Bu sabahda sinirimden gülemedim:( Yapı marketlerde 5-10 tl arası satılan yağmurluğum da yok anca başıma takacağım hasır şapkaya :) naylon poşet geçirebildim. Evin yolu hem dik yokuş hemde toprak olunca vayki vay:) arabayı tepede bıraktım 200 metreye malzemeleri el arabasıyla taşıdım:) Yağmur yukardan girdi paçamdan çıktı:)  Fazla bir şeyde yapamadım sadece malzemeleri taşıdım ve tavukların yem ve su kontrollerini yapıp döndüm.

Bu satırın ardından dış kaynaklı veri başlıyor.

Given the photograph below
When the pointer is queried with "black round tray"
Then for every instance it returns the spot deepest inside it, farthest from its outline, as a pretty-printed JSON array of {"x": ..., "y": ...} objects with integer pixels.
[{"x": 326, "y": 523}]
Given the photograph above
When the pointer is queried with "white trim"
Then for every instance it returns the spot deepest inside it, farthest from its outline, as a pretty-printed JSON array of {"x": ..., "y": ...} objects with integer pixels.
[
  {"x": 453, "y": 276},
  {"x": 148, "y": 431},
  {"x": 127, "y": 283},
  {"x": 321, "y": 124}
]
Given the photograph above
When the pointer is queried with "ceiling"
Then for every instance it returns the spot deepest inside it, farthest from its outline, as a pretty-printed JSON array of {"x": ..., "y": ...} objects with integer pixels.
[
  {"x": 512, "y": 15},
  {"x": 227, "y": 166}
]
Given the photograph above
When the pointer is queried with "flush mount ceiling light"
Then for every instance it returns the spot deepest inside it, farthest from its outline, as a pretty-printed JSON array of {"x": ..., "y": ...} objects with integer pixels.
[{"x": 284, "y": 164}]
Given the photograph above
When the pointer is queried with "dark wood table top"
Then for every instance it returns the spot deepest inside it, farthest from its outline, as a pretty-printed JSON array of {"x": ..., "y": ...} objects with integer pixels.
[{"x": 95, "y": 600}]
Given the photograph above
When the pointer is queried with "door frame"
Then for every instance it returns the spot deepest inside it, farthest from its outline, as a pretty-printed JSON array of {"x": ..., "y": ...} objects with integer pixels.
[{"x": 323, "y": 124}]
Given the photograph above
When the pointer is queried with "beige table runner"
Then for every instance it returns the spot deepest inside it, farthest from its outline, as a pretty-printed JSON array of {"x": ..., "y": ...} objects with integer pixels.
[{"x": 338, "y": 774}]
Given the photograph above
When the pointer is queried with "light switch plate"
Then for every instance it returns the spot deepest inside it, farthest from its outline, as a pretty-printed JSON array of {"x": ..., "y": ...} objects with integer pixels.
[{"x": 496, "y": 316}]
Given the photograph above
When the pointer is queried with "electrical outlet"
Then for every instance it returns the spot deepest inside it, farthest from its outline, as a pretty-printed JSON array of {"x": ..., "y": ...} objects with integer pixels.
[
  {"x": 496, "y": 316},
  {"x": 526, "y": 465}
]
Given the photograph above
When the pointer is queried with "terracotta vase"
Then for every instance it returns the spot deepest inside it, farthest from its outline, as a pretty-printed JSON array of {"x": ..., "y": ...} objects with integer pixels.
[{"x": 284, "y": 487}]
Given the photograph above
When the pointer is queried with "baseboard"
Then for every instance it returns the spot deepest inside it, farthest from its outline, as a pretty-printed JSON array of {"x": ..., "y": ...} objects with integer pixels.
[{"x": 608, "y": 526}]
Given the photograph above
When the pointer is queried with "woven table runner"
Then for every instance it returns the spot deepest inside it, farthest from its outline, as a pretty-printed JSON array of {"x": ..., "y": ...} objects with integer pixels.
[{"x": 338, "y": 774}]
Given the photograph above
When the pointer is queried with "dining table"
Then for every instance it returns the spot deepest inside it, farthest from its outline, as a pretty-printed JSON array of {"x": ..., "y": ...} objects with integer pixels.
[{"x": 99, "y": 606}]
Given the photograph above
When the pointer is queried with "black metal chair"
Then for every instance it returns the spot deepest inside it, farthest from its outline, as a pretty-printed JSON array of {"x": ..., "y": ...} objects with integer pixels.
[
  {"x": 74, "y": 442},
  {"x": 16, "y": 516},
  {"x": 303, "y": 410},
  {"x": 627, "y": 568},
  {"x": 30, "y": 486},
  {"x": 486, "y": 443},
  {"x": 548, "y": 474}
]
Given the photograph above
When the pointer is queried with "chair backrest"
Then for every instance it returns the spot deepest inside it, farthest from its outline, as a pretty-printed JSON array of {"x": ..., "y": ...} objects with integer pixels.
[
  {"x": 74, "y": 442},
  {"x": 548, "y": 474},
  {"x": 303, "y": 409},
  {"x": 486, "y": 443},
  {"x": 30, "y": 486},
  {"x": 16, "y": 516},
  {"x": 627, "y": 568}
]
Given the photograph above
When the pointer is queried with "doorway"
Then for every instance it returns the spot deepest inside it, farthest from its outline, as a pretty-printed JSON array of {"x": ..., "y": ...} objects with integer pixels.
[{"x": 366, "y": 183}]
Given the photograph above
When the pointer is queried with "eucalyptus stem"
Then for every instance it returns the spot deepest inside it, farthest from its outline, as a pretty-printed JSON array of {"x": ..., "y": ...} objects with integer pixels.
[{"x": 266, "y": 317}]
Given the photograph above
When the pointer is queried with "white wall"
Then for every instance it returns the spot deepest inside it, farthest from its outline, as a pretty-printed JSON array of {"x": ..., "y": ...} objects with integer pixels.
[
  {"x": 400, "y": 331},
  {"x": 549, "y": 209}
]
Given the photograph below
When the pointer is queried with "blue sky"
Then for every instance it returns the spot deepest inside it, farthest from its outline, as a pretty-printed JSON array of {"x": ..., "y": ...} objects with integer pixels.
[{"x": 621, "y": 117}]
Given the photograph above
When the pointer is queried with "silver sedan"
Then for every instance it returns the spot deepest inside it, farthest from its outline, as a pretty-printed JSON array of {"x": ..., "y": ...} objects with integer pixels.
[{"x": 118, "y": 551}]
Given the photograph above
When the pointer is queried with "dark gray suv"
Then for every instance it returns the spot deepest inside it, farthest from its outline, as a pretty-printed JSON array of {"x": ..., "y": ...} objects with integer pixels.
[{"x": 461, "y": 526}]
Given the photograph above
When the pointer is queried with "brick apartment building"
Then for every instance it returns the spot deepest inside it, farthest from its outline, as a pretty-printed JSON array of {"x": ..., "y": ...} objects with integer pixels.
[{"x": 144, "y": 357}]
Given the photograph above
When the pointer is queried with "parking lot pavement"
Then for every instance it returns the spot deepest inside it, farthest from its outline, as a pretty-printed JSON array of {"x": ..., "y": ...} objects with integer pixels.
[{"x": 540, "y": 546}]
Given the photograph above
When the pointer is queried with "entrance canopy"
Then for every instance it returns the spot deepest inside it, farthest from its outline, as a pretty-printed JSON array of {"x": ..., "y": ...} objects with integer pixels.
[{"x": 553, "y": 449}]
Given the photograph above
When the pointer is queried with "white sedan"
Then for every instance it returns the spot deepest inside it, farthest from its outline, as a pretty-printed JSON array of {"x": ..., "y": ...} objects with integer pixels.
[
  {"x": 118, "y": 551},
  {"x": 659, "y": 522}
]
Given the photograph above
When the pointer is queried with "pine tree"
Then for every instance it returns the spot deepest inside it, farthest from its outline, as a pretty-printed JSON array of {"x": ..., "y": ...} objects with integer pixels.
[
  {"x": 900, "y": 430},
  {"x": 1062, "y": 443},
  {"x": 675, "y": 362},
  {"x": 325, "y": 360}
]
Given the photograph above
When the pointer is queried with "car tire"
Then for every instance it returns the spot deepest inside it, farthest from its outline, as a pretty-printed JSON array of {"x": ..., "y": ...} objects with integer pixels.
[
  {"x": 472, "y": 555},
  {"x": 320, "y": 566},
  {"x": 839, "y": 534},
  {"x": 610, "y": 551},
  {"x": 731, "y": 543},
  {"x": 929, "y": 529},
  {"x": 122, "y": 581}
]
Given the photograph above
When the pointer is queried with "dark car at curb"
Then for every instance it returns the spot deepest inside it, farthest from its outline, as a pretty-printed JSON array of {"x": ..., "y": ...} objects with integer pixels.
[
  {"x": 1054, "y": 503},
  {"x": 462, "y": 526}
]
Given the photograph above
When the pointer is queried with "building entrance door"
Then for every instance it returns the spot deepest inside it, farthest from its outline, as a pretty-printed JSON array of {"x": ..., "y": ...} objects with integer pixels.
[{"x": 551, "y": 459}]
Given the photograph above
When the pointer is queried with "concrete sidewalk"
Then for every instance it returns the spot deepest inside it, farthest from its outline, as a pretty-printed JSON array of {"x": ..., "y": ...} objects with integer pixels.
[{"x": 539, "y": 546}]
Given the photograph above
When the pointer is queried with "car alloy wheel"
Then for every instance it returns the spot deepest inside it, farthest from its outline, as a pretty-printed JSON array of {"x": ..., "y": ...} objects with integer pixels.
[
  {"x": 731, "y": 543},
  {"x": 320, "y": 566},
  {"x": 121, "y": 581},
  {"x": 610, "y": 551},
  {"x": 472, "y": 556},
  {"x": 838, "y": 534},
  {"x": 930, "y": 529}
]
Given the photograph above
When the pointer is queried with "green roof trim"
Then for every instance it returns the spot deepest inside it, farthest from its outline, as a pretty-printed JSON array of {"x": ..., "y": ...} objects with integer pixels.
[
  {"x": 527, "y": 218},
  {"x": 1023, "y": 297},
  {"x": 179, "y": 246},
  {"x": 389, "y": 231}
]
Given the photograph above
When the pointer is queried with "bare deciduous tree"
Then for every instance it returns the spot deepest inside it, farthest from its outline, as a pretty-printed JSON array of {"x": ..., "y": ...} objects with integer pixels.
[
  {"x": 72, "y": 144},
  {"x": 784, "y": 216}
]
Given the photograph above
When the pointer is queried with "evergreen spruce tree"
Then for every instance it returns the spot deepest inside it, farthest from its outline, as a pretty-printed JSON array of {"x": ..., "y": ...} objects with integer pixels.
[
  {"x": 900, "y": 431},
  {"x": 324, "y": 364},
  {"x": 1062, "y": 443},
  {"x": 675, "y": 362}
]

İnternette lodos fırtınası haberlerinden birine takıldım. İzlerken düşünmeden edemedim:)
2000 yılından beri ilk yardım eğitmenliği yapıyorum. Aşağıdaki filmi izleyince yaw nerde hata yapıyorum demekten kendimi alamadım...Bakın bakalım bizim millet neden ilk yardım uygulamalarını bilmek konusunda duyarsız, nerde eksiklik var...

28 Kasım 2012 Çarşamba

Mersine gitmeye ne gerek var :/)

Bu gün istanbulda hava günlük güneşlik.
Benim kolonide coşmuş. Dururmuyum açtım. Kısa bir kontrol. Yavru durumuna dikkat edin sanki bahar aylarındayız:) bizim usta dünya bir yol gitti arıları Mersine götürdü:( ne gerek varsa:)
Buyrun izleyin. Kendisini defalarca uyardım yav getir arılarını benim balkona :) bak nasıl çıkacaklar bahara:) ama dinlemedi:( bu filmi izlerken eminim Mersinden getirdiği salatalıkları sinirden kemiriyor olacak./:)
 
28-kasım-2012 balkonda kontrol ile mturunc

25 Kasım 2012 Pazar

Arılığımı ve bahçemi özlemişim.

İki haftadır arılığıma gitmemişdim. Bu sabah hava günlük güneşlik ama soğukdu. Evin terasından belde manzarası sabah çayıma eşlik etti.
 
 
Öğlene doğru hava biraz yumuşadı ve arılar uçuşa, polen taşımaya başladılar.

 
Bizimkileride zaten gelir gelmez saldım. İki hafta kapalı kaldılar nerde yeşillik varsa götürdü inekler:)

 
İki haftalık yumurtalar birikmiş.

 
Hıyarın biri de kış günü gurk olmuş:( ama avucunu yaladı kaldırdım baktım altında bir tek yumurta var:) onuda elinden aldım. Bahardan önce gurk olmak yasaktır levhasını da astım:)

 
Yumurtaları itinayla kartona dizdim.

 
Bahçemdeki son cheri domatesler, elimi sürmedim kuşun kurdu hakkı onlar..

 
Tavukların su deposundaki sularını tazeleyip klorladım.

 
Kümesin gezinme yerlerinin altına kum sermiştim. İşe yaradı eşelenip temizleniyorlar.

 
Musluklar kışa girerken darlatılmıştı. Hava ısınınca tüm kolonilerim temizlik uçuşu yaptılar.

 
Bu hafta arı açmadım. Artık açmamakda lazım. Ancak örtüsü asetat olan bir 7-8 çıtalık kolonim var ona yukardan bir baktım.